Uluslararası politikada, kurumlar veya ülkeler arasındaki diğer etkileşim türlerinde olduğu gibi, aktörlerin karşılıklı etkileşimlerini öngörülebilir yollarla yürütecekleri beklentisi vardır. Bu öngörülebilir yollar hem maddi menfaatlerin nasıl tanımlanacağını hem de menfaat elde etme mücadelesinin gerçekleşeceği kuralların gözetilmesini kapsar. İlişkilerin istikrarlı bir temelde devam etmesini istiyorsanız, bu öngörülebilirlik unsurunu gözetmekte büyük yarar vardır. Kısa vadeli kazançlar için kuralları ihlal ederseniz, uzun vadeli kayıplarla karşılaşırsınız çünkü karşılıklı güven ortadan kalkar. Bu olgu örneğin iş dünyasının ilişkilerinde kolaylıkla gözlenebilir. Bir ülkenin hükümeti özel şirketlerin tabi olduğu kuralları beklenmedik bir şekilde olumsuz yönde değiştirecek olursa, şirketler bu ülkede faaliyette bulunmaktan kaçınacaklardır. Kuralların keyfi olarak değiştirilmesi kısa vadede kazanç sağlayabilir, ancak uzun vadede çok daha büyük kayıplara yol açması olasıdır.

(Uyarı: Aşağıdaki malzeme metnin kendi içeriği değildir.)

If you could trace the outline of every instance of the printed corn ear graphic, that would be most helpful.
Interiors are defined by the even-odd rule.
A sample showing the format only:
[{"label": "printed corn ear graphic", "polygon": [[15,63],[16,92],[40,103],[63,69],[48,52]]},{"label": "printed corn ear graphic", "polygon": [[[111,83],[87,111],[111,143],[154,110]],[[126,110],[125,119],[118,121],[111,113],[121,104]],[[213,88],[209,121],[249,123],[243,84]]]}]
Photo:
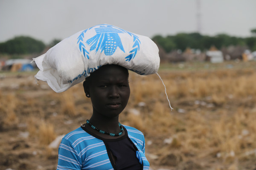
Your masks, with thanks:
[{"label": "printed corn ear graphic", "polygon": [[[116,48],[119,47],[124,53],[125,50],[122,44],[122,42],[118,34],[116,33],[104,34],[105,47],[102,49],[102,52],[104,50],[105,55],[111,56],[115,53]],[[105,49],[104,49],[105,48]]]},{"label": "printed corn ear graphic", "polygon": [[[92,27],[89,30],[93,28]],[[137,52],[140,51],[140,41],[137,36],[131,33],[107,24],[101,25],[99,27],[95,28],[94,30],[96,34],[87,40],[85,42],[90,47],[90,51],[95,50],[95,53],[97,53],[100,49],[101,53],[104,51],[105,55],[109,56],[113,55],[117,47],[119,47],[122,51],[125,53],[119,34],[128,34],[134,38],[134,45],[132,47],[134,48],[130,51],[130,54],[125,57],[126,61],[129,62],[133,59]],[[80,51],[83,53],[84,57],[86,57],[89,59],[89,53],[85,49],[85,46],[82,42],[84,37],[84,34],[86,33],[87,30],[84,30],[80,34],[77,38],[77,44],[79,44]]]}]

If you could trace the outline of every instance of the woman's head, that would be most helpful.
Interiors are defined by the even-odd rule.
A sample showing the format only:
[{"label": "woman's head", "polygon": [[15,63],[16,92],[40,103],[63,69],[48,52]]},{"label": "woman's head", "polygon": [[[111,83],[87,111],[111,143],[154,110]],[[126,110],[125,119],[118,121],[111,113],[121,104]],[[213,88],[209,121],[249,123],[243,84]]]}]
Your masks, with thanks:
[{"label": "woman's head", "polygon": [[113,117],[122,112],[130,96],[128,76],[126,68],[108,65],[86,79],[84,89],[86,96],[91,98],[94,114]]}]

Son birkaç olayda, ABD, ortağı olduğu istikrarlı ve öngörülebilir uluslararası sistemi korumak yerine kısa vadeli kazançları tercih etmiştir. Başkan Trump'ın Kaçıkçı olayındaki davranışı buna verilebilecek örneklerden sadece biri. Başkan Trump, Amerika'nın maddi menfaatlerinin, kurallara dayalı uluslararası düzenin korunmasına yönelik uzun vadeli çıkarlardan daha önce geldiğini belirtmiş ve Suudilerin yaptıklarını tamamen göz ardı edeceğini ifade etmiştir. Fakat ihlalleri görmezden gelirseniz, yaptığınız diğer haydut devletleri benzer davranış kalıplarını benimsemeye teşvik etmektir. Bunun nihayetinde kuralların gözetiminde genel olarak bir zayıflama yaşanacaktır ki, bunun herkese zarar verecek sonuçları olacağı aşikardır.

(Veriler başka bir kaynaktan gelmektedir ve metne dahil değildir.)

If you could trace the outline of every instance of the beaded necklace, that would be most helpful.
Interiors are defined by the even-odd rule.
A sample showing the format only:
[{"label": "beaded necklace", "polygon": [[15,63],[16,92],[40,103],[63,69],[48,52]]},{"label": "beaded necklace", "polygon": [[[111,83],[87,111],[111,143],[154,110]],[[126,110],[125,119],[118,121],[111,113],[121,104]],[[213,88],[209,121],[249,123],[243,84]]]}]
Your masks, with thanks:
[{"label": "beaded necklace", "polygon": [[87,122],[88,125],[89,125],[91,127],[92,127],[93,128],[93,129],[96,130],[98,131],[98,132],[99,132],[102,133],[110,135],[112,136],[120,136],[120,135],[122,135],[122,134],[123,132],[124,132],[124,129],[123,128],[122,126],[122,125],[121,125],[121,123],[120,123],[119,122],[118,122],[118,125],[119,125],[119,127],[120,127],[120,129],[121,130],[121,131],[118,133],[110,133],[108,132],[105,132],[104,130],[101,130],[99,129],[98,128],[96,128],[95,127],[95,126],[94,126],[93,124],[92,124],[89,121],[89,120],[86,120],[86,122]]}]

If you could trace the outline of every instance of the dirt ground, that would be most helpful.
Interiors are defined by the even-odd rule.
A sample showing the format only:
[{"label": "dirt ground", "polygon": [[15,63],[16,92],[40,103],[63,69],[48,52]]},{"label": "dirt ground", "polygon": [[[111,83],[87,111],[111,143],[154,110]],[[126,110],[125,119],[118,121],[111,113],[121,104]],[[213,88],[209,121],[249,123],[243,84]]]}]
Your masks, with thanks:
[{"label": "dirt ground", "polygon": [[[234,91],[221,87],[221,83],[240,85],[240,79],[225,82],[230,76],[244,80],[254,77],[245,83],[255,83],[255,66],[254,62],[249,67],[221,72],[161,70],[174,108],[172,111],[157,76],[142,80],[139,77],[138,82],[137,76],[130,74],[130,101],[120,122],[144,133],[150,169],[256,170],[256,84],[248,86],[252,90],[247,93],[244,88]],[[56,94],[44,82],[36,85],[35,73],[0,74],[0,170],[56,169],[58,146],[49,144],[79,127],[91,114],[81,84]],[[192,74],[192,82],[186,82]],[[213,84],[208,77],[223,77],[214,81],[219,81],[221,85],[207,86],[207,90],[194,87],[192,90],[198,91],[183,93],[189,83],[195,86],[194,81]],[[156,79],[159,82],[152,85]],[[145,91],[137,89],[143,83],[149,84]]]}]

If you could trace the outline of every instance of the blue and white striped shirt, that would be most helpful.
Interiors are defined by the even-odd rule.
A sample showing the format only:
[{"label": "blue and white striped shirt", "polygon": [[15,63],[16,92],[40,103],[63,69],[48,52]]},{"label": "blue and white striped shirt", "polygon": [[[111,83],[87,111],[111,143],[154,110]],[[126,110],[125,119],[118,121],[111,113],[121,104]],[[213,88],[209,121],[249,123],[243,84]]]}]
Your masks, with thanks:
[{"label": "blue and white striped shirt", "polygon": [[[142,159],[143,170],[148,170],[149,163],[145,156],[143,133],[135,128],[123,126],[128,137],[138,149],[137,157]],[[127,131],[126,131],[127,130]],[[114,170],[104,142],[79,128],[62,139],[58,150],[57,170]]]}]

Trump, yaklaşımının ABD’nin uluslararası arenada “kazanması”ve ABD'de istihdamın korunması için en iyi yol olduğunu savunuyor. Bu gerçekçi bir değerlendirme mi?

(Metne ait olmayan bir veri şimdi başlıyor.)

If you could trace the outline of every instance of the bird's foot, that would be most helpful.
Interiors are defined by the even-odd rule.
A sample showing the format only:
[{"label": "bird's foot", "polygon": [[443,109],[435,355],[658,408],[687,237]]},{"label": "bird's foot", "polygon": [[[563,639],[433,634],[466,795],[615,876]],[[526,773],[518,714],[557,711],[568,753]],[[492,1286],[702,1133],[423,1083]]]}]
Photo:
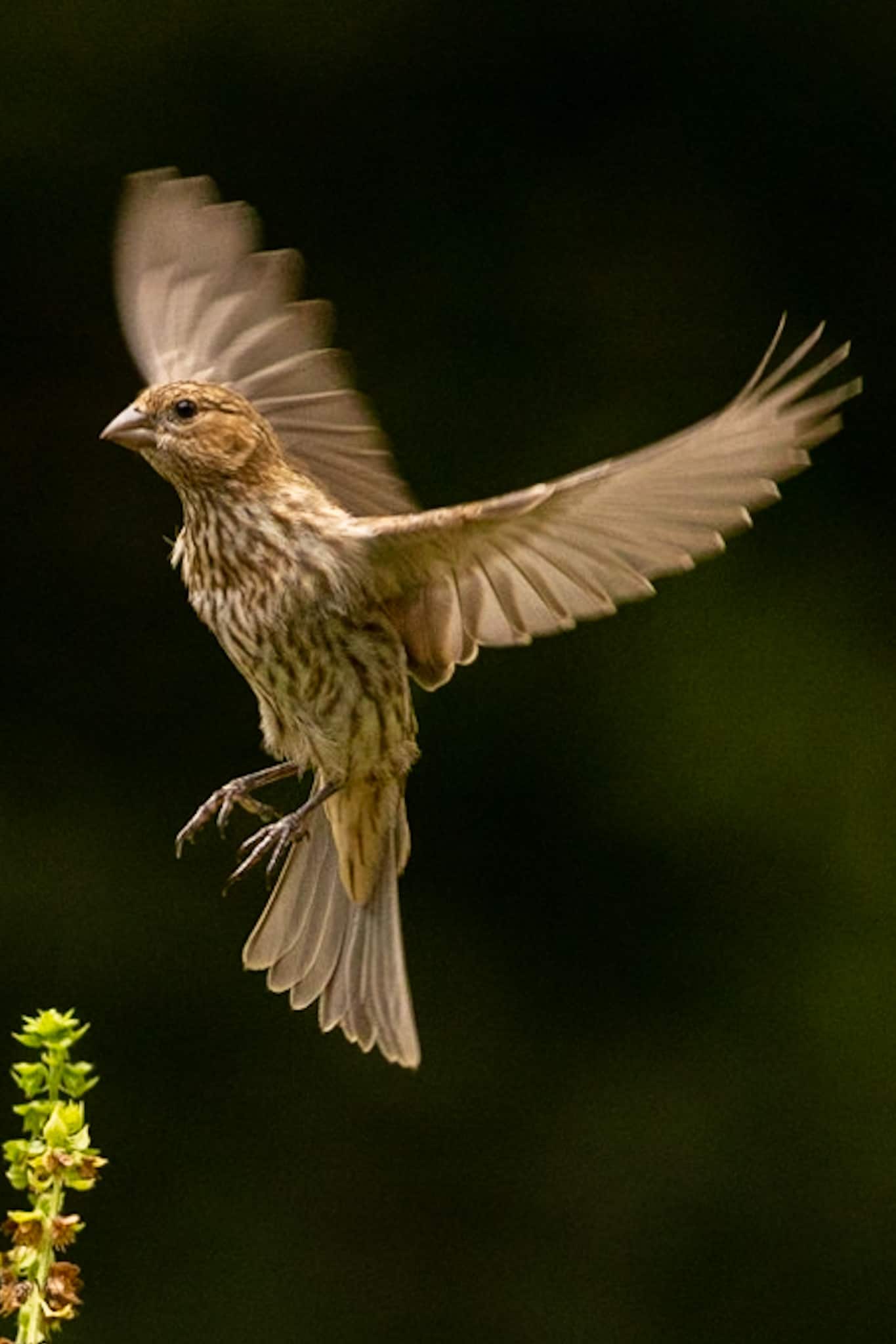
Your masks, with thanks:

Amerika Birleşik Devletler'nin her zaman bu ihlallerden kazanan taraf olacağının garantisi yok. Trumpvari düşüncenin temeli şu; ahlak kurallarına uymak önemli olabilir fakat maddi çıkarlar da o kadar önemlidir ki, Suudilere yaptırım uygulanması binlerce insanı işsiz bırakacak ise, halkın işsiz kalmamasını sağlamak da bir nevi “ahlaki bir yükümlülüktür”. Ancak, yaptırımların uygulanmasının iş kayıplarına yol açıp açmayacağı belli değildir. Örneğin, Suudilerin askeri teçhizat alımında başka seçeneklere sahip olduğu yeterince kesin midir? Başkan Trump, Amerikalılar Suudi Arabistan'a silah satmazsa, Rusya ve Çin'in satış için devreye girebileceğini söylüyor. Fakat Çin ve Rusya ise Irak, İran ve diğer ülkelere silah sağlıyorlar. Dolayısıyla Suudi Arabistan'a silah satmak gibi kısa vadeli bir kazanç için bu pazarlardaki iktisadi ve siyasi çıkarlarından vazgeçeceklerine güvenmek doğru olmaz.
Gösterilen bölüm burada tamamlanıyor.